M. Philippe Marini, rapporteur général de la commission des finances. Il s’agit d’un amendement de précision.
M. le président. Quel est l’avis du Gouvernement ?
M. le président. L'amendement n° 99, présenté par MM. Foucaud et Vera, Mme Beaufils et les membres du groupe Communiste, Républicain, Citoyen et des Sénateurs du Parti de Gauche, est ainsi libellé :
Alinéa 4 :
Compléter cet alinéa par les mots :
notamment en termes d'emplois, de développement d'équipes de recherche, de respect des normes sociales et environnementales
La parole est à M. Bernard Vera.
M. Bernard Vera. L’évaluation du dispositif du grand emprunt est assez nettement orientée par de simples considérations budgétaires. Il suffit de prendre quelques-uns des critères retenus pour s’en rendre compte.
Aux termes du paragraphe II bis de l’article 4 : « Le Gouvernement présente, en annexe générale au projet de loi de finances de l’année, un rapport décrivant, pour les années précédentes, l’année en cours et les années à venir, les conséquences sur les finances publiques des investissements financés par les crédits ouverts sur les programmes créés par la présente loi de finances rectificative. Ce rapport présente en particulier leurs conséquences sur le montant des dépenses publiques, des recettes publiques, du déficit public et de la dette publique, en précisant les administrations publiques concernées ». Voilà qui réduit singulièrement la portée des investissements à leur seul rendement comptable.
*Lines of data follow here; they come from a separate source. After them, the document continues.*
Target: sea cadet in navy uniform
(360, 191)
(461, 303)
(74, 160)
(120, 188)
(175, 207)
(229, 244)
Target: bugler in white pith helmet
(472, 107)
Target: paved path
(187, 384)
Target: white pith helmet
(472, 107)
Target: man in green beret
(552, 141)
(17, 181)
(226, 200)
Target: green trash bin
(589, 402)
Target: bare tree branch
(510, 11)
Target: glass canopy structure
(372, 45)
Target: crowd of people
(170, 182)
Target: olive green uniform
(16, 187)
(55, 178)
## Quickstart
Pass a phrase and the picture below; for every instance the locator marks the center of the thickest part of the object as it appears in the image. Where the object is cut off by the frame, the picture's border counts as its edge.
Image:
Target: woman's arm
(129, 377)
Le paragraphe III, quant à lui, ne comporte que des critères d’évaluation comptable.
Cette logique utilitariste imprègne donc lourdement le débat sur le grand emprunt, alors même que la raison d’être de l’investissement public est non pas de participer à la réalisation d’objectifs plus ou moins arbitraires de réduction des déficits, mais bien plutôt d’apporter à l’ensemble du corps social les moyens complémentaires de son développement.
La recherche en matière d’énergie renouvelable n’a pas de sens si elle se contente de confier à quelque université française le soin d’éprouver tel ou tel mode de production d’énergie solaire ou éolienne, en attendant qu’une entreprise n’acquière et n’exploite le brevet qui découlera de ces travaux.
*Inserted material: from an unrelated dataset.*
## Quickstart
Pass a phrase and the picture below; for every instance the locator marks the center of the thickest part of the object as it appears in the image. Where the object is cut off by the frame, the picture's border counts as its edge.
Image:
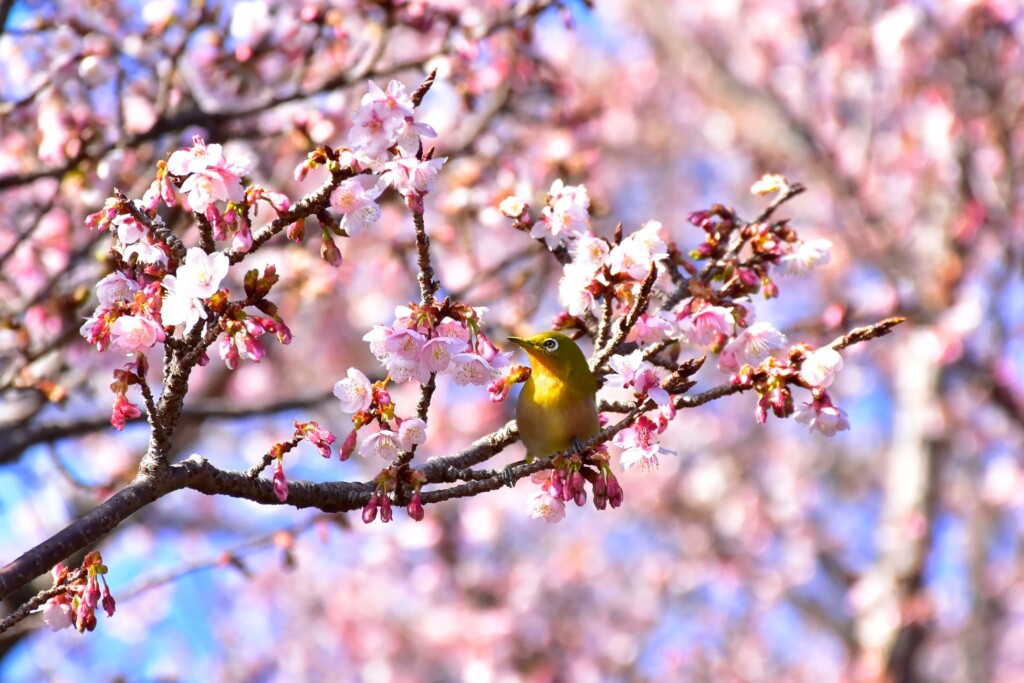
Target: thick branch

Elle n’a de sens qu’au regard des objectifs plus généraux des politiques publiques en matière d’indépendance énergétique du pays, de changements de mode de production d’énergie, d’allégement à venir de la facture énergétique des ménages et des entreprises
Dans le même ordre d’idées, engager de l’argent public dans la numérisation de nos archives et bibliothèques publiques n’a pas de sens si elle revient à nous soumettre à la prédominance d’une entreprise américaine bien connue au lieu de faire valoir la réalité de la francophonie au travers d’un mode de numérisation qui nous serait propre.
Nous l’avons souligné, la recherche dans notre pays souffre d’un profond développement de la précarité. Celle-ci affecte autant les doctorants, les assistants, les équipes universitaires en général que les activités de recherche et développement du secteur marchand, largement sous-traitées dans des structures soumises au seul vouloir des donneurs d’ordre.
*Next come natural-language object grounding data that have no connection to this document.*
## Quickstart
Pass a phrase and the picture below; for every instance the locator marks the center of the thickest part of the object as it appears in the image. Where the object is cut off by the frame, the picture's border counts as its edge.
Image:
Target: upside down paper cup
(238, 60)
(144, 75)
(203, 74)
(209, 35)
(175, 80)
Tels sont les paramètres que nous souhaitons voir figurer dans le cadre de l’évaluation des dépenses ouvertes au titre du grand emprunt.
M. le président. Quel est l’avis de la commission ?
M. Philippe Marini, rapporteur général de la commission des finances. Tout cela n’est somme toute que littérature. Respecter les normes sociales et environnementales, c’est tout simplement respecter la loi. Personne ne peut imaginer que des conventions puissent sortir de l’ordre public et transgresser les normes sociales et environnementales. Cela engagerait lourdement la responsabilité de leurs signataires !
Par ailleurs, il semble inutile de préciser qu’il faut mesurer les résultats obtenus en termes d’emploi et de développement d’équipes de recherche : cela va de soi ! Il s’agit d’un objectif tellement évident que l’inscrire dans la loi revient à l’affaiblir.
C'est la raison pour laquelle la commission demande le retrait de cet amendement.
M. le président. Quel est l’avis du Gouvernement ?
M. Éric Woerth, ministre. Je partage la position du rapporteur général.
Le projet de loi de finances rectificative ne fixe aucun indicateur précis, le 1° du II de l’article 4 mentionnant « les objectifs à atteindre et les indicateurs mesurant les résultats obtenus. », ce qui a une portée très large. Pour chaque convention sera fixée la qualité des indicateurs qui seront utilisés par le Parlement, le Gouvernement, le comité de surveillance des investissements à venir et le commissariat général à l’investissement.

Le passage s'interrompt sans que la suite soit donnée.